Blogger Jay Cline said...

Last week, while googling for progressive conservative responses to Bush's speech in New Orleans Thursday, I stumbled on the World Socialist Web Site. Earlier this month, David North, chairman of the editorial board of that web site and national secretary for the Socialist Equality Party, wrote a Greek Apology on the apparent failure of Marxist theory in the wake of the fall of the Soviet Union.

Briefly, North asserts that the collapse of the Soviet Union is not an indictment on Marxism because the Soviet Union lost its Marxist way long ago in 1924, shortly after the October Revolution. He does make some good points, but North attempts a very "objective" and intellectual rationalization, rejecting anything that cannot be quantified. With respect to the C.S. Lewis quote, I find the following quotation from one of North's recent lectures most revealing,

---

"Seeking to revive the pre-Marxian and utopian stages of socialist thought, the neo-Utopians lament and denounce the efforts of Marx and Engels to place socialism on a scientific basis."

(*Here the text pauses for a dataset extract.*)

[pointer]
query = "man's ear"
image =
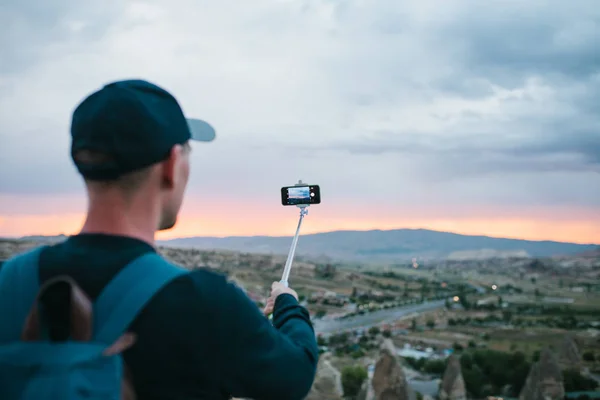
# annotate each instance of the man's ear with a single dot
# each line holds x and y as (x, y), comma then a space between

"For the neo-Utopians, classical Marxism absorbed too much of the nineteenth century’s preoccupation with the discovery of objective forces. This outlook underlay the socialist movement’s preoccupation with the working class and its political education. The Marxists, claim the neo-Utopians, placed exaggerated and unwarranted confidence in the objective force of capitalist contradictions, not to mention the revolutionary potential of the working class. Moreover, they [the Marxists - jc] failed to appreciate the power and persuasive force of the irrational."

"The way out of this dilemma, claim the neo-Utopians, is by embracing and propagating “myths” that can inspire and excite. Whether or not such myths correspond to any objective reality is of no real importance. A leading exponent of neo-Utopian mythologizing, Vincent Geoghegan, criticizes Marx and Engels for having “failed to develop a psychology. They left a very poor legacy on the complexities of human motivation and most of their immediate successors felt little need to overcome this deficiency.” Unlike the socialists, complains Geoghegan, it was the extreme right, especially the Nazis, who understood the power of myths and their imagery. “It was the National Socialists who managed to create a vision of a thousand-year reich out of romantic conceptions of Teutonic Knights, Saxon kings, and the mysterious promptings of ‘the Blood.’ The left all too often abandoned the field, muttering about reaction appealing to reaction."

"This flagrant appeal to irrationalism, with its deeply reactionary political implications, flows with a sort of perverse logic from the demoralized view that there exists no objective basis for socialist revolution."

---

I was flabbergasted the instant I read this. Being a big fan of Joseph Campbell, I see great power in myths. To say something is irrelevant, merely because it is irrational, or because your archenemy used it, denies so much of what and who we are. My own personal beliefs grew out of the seething outrage and dead calm I experienced when I visited Dachau, so long ago. My reaction to 9/11 was not much different.

What Lewis alludes to, at least for me, is that the realism of realpolitik takes a back seat to political ideology founded on moral values. I do what is right, not because of a measure of likely success, but because it is right.

Besides, I am not ready for a computerized George Jetson jurisprudence.